LEE: Are you in the process of writing the next album – will we hear the songs live before you go into the studio?

SUKIE: That’s starting now. We played quite recently – we played five new songs that’ll be on the new album – however that gets done. At the moment I can’t work out how to do it – but yes, definitely live – that’s where it’s going to change. The third album – assuming there is one – will be a combination of the tightness of this band – hopefully that we all stay together – but with all the stuff on “In Case Of Emergency” I ended up making in the studio. I hope the third album is a really good combination of both of those.

LEE: Stylistically are you following on from “Gone Before Morning” or are you taking a completely different route?

SUKIE: I don’t know – not on purpose. I’ll wait and see what people think when it’s all ready.

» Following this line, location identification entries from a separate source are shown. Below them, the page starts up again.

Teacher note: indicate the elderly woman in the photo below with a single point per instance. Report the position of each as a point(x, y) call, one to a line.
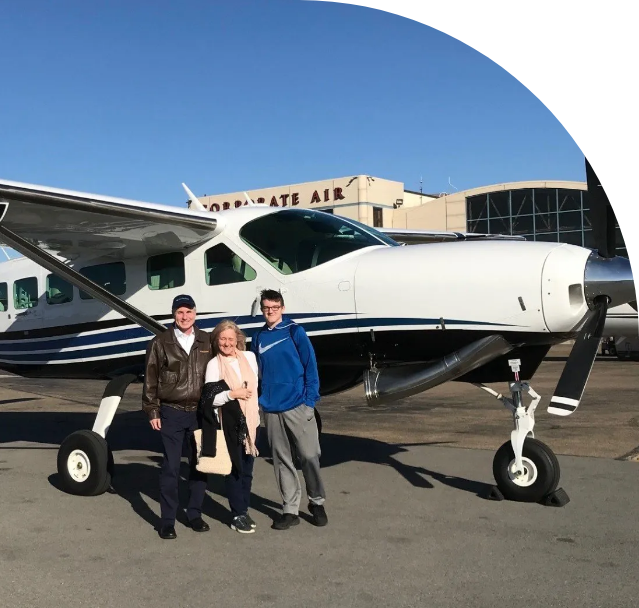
point(234, 373)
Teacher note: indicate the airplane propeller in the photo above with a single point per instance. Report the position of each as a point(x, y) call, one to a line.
point(607, 278)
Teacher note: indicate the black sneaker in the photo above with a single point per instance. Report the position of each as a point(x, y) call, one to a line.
point(286, 521)
point(319, 514)
point(239, 524)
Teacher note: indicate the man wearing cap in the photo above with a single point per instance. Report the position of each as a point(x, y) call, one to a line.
point(176, 363)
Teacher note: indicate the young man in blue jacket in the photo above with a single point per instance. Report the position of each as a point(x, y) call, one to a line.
point(288, 394)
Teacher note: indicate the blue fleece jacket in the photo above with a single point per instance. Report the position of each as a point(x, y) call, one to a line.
point(287, 366)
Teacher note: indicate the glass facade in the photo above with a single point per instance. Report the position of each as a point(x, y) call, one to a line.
point(539, 214)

At the same time of course you move on. I can’t write about the same things. I’m writing – a little more storytelling as opposed to always being in first person writing the songs.

LEE: Was the first person always necessarily you?

Yes, it was always me in every single song.

LEE: There seem to be quite a few references to water in “Gone Before Morning”.

SUKIE: Yes I know! I didn’t do that on purpose! By the end of the third album they will be coming out the middle of that mud (laughs) . I grew up next to the sea – the Thames Estuary – so it’s not surprising that it’s in my head. “Marine Boy” was about the reservoir that’s up in Walthamstow. It’s irresistible isn’t it? Sea and water and being by a river – it’s completely transforming immediately when you stand by it. When you analyse “In Case Of Emergency” it seems to be a lot about transport in a sort of dreamscape – and “Gone Before Morning” seems to be more about the earth, or at least the sea anyway. Don’t know where this third one’s gonna go – lots of ghost stuff, spirits – don’t know yet.

LEE: Do you consider yourself psychic?

SUKIE: Don’t know. Might do. I might have seen a ghost dog. I once spoke to this woman about her two dogs running down the drive after my car – she said one of them died the other day – so there should have been one – but I definitely saw two.

LEE: Has anyone you know ever recognised themselves in your songs?

SUKIE: They’re really personal aren’t they! I think I leave it a long time before I write about anybody. Either we don’t speak and I can write whatever I want, or there’s that fudging thing where I say – “No that’s not specific – it could be about lots of different people” – ha ha! No, I don’t think many people know it’s them. Anyway if the songs are around for a little while you can’t keep that person in your mind. You may not care about them anymore or they’ve changed. I guess they become a generic person after a while.